Multitude of Candidates Have Filed for Avery County, State and Federal Government Offices; Foxx No Longer Will Represent Avery Following Court Ruling

Published Friday, December 20, 2019 at 6:51 pm

By Tim Gardner

Filing for the 2020 government elections ended at 12:00 Noon on Friday, Dec. 20 and dozens of candidates from the area filed for Federal, State and local offices, including sixteen for county-wide government seats that will be open in Avery County. 

For Clerk of Court, Interim Clerk of Court Teresa Benfield filed, along with Theresa Lewis King, Lisa Vance and Linda Webb.  Benfield has served in the interim role since the retirement earlier this year of longtime Clerk of Court Lisa Daniels. 

All four candidates have worked in various capacities in the judicial system.

In the County Commissioner’s race, incumbents Martha Jaynes Hicks, Tim Phillips and Wood Hall (Woodie) Young, Jr. filed as did newcomer Jake Roland Ingram.

For Register of Deeds, incumbent Renee DelIinger filed for re-election.

Incumbent John Millan has also filed for County Coroner.

Benfield, Vance, King, Webb, Hicks, Phillips, Young, Jr., Ingram, Dellinger and Millan are all Republicans.

For non-partisan Board of Education, incumbents Kathy Aldridge and John Greene filed as did Ruth Shirley, Jennifer Jennings, Derrick Calloway and Steven Neil Wilson.

For North Carolina House of Representatives (State House), District 85, Democrat Ted Remington of Marion filed as did Republican Dudley Greene, also of Marion.  Greene is an Avery County native.

In the North Carolina State Senate Race, Democrat Michael Barrick of Lenoir filed as did incumbent Republican Warren Daniel of Morganton.

For the United States House of Representatives (District 11), Democrats who filed include: Steve Woodsmall of Pisgah Forest; Gina Collias of Kings Mountain; Morris (Moe) Davis of Asheville; Michael O’Shea of Asheville; and Phillip G. Price of Marion.

For United States House of Representatives (District 11), Republicans who filed include:  Lynda Bennett of Maggie Valley; Jim Davis of Franklin; Chuck Archerd of Asheville; Dan Driscoll of Lenoir; Joey Osborne of Hickory; Steven Fekete, Jr. of Lenoir; Dillon S. Gentry of Banner Elk; Wayne King of Kings Mountain; Madison Cawthorn of Hendersonville; Matthew Burril of Asheville; and Vance Patterson of Morganton.

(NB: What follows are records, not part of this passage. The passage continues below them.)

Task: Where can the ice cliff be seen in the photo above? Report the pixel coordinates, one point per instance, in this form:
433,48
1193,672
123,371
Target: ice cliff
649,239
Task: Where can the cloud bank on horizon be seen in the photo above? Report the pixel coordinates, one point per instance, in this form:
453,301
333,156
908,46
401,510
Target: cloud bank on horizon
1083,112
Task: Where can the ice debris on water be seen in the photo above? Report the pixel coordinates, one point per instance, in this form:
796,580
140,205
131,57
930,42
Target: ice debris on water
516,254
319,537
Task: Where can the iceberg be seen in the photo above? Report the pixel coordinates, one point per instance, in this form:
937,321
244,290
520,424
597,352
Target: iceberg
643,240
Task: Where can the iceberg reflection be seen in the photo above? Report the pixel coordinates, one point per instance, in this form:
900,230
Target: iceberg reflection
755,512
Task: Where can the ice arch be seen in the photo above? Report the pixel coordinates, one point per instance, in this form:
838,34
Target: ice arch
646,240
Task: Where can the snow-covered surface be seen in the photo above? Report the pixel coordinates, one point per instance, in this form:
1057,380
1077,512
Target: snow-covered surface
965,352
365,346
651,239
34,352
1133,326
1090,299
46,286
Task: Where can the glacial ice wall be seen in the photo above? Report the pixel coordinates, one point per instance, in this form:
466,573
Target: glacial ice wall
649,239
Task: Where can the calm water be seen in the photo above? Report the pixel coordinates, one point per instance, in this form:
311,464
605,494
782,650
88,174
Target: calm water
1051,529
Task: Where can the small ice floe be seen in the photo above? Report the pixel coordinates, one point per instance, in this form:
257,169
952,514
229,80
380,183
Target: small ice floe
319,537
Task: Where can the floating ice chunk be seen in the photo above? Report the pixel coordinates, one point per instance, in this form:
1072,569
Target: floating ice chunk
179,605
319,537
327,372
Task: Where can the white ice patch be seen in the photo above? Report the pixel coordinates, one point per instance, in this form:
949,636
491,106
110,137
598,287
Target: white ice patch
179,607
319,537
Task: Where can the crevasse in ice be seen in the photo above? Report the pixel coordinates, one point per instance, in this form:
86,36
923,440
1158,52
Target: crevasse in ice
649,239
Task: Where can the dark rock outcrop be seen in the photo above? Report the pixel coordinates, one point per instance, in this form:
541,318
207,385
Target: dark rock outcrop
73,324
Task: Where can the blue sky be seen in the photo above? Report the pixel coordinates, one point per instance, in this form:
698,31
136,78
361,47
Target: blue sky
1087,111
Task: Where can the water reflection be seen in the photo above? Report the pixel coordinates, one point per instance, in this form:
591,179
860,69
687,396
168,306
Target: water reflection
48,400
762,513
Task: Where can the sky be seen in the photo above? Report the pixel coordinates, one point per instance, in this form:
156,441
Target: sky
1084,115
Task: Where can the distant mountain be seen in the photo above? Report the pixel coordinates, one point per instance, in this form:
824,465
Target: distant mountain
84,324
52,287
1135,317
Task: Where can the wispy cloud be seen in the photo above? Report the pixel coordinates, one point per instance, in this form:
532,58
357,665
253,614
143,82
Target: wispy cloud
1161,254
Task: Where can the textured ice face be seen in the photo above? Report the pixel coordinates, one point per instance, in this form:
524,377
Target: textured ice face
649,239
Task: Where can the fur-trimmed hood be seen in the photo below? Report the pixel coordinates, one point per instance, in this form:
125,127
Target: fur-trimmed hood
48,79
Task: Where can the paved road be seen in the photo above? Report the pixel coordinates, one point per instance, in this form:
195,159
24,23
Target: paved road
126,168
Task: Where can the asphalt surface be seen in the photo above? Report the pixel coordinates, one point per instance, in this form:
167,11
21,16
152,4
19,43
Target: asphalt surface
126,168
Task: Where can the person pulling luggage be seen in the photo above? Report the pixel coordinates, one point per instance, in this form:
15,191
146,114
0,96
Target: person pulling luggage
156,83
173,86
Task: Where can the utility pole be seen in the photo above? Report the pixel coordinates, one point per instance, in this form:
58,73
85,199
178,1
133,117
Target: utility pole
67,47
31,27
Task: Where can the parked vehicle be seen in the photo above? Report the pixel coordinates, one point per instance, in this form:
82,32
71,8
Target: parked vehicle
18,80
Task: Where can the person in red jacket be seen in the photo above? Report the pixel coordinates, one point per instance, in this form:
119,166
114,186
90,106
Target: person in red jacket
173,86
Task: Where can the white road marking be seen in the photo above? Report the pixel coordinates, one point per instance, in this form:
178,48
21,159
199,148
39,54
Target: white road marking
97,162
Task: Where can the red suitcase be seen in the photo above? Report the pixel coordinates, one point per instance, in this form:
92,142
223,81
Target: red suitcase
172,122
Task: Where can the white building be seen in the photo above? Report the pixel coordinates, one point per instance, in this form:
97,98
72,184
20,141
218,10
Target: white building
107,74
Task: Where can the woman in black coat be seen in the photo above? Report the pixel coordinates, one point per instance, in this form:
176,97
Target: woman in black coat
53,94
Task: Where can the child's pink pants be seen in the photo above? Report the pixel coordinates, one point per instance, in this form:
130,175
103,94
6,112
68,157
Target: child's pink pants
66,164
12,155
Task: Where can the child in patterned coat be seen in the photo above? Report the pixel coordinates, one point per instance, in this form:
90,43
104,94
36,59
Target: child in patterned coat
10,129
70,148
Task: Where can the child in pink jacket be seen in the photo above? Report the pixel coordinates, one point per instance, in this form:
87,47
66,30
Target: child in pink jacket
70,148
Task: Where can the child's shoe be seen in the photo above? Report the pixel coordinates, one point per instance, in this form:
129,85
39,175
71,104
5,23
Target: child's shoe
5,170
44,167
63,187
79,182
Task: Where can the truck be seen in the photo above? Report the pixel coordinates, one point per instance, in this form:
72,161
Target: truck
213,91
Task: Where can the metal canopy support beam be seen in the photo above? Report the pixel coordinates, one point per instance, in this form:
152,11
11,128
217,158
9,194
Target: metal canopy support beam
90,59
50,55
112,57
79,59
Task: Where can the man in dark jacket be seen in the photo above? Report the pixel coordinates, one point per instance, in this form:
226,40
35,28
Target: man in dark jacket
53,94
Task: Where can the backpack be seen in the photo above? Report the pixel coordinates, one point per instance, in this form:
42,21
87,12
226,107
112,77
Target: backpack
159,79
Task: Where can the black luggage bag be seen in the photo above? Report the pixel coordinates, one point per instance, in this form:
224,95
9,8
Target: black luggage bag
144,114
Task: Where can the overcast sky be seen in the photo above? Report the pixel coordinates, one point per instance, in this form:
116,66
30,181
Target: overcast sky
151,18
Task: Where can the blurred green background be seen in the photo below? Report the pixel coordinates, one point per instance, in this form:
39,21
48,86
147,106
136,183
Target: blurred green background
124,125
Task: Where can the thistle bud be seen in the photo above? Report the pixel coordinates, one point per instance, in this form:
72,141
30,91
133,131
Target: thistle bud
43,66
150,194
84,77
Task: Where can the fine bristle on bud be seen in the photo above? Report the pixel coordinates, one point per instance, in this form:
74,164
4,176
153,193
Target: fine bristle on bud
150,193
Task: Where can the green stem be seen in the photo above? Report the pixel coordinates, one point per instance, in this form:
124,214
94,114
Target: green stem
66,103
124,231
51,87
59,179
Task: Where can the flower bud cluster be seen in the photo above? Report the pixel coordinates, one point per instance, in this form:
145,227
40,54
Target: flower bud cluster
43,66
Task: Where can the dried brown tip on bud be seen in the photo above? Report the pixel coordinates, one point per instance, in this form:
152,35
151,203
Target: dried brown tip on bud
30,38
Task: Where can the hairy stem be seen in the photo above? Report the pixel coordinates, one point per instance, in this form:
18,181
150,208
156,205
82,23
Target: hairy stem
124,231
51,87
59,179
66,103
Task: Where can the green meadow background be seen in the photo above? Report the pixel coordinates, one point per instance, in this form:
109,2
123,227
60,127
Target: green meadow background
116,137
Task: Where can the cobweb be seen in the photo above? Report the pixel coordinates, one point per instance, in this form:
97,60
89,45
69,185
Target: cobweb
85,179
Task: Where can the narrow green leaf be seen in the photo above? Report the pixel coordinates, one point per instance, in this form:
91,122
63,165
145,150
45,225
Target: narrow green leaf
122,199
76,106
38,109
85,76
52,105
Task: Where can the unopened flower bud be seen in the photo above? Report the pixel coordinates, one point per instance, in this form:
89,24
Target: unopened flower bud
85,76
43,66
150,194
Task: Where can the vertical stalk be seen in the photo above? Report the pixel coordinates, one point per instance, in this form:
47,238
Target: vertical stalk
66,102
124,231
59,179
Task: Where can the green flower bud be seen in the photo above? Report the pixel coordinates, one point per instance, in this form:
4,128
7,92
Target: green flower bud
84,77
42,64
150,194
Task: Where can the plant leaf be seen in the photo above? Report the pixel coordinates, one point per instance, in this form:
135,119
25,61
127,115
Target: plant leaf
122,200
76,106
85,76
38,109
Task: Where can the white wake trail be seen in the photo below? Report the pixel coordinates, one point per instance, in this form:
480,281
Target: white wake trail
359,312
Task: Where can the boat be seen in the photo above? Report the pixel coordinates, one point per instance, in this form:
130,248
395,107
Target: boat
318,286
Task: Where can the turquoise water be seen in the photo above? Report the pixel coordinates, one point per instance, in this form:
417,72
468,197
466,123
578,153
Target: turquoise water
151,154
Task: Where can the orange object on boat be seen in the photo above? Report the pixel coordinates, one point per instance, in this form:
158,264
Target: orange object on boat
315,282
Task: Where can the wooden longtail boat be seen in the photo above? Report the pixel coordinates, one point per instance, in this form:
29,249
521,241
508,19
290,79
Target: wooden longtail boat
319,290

Green Party candidate for the United States House of Representatives (District 11) will be Tamara Zwinak of Franklin, while Tracey DeBruhl of Asheville will be the Libertarian candidate for the same office.

U.S. Representative Virginia Foxx (R-NC) will no longer represent Avery County in 2020.  The former president of Mayland Community College, located on the Avery-Mitchell County line, filed for re-election in 2020 to the US House of Representatives in the recently realigned North Carolina 5th District.

In November, a new congressional districting map was passed in the North Carolina General Assembly that made changes to the 5th district.

The new 5th district includes Watauga, Ashe, Alleghany, Wilkes, Alexander, Caldwell, Burke, Cleveland and Gaston counties, eastern Rutherford County and a small segment of northern Catawba County.

Avery, Surry, Stokes, Yadkin and Forsyth are no longer part of the 5th district, which Foxx represents.

A judicial ruling will alter Western North Carolina’s political map, eliminating the line that split the city of Asheville into two congressional districts.

The change follows a Dec. 2 unanimous decision by a three-judge state panel not to review a quickly drawn remedial map of North Carolina’s 13 congressional districts. That map was drawn by the Republican-majority General Assembly, which has the power to redistrict every ten years after a census is conducted.

The panel on Oct. 28 blocked the old map mandating that it likely amounted to an illegal partisan gerrymander. That map had resulted in the election of ten Republicans and three Democrats even though statewide the number of votes were close to evenly split between the parties. 

Political observers have said that the new lines would likely reduce the Republican statewide advantage by two seats, though the 11th was not one of them. Democrats generally declared the map still amounted to an illegally-engineered partisan advantage for Republicans. But the judges said it was too close to the March 3 primaries to consider detailed redistricting arguments. 

The new 11th District will cover 17 counties: Avery, Mitchell, Yancey, Madison, Buncombe, McDowell, Polk, Henderson, Transylvania, Jackson, Haywood, Swain, Macon, Clay, Graham, Cherokee and half of Rutherford.

All local Avery County election filings had to be done by State of North Carolina regulations at the Avery County Board of Elections office, located in the Avery Court House in Newland.

The 2020 Primary Election will be held on March 3, 2020 and the General Election on November 3, 2020.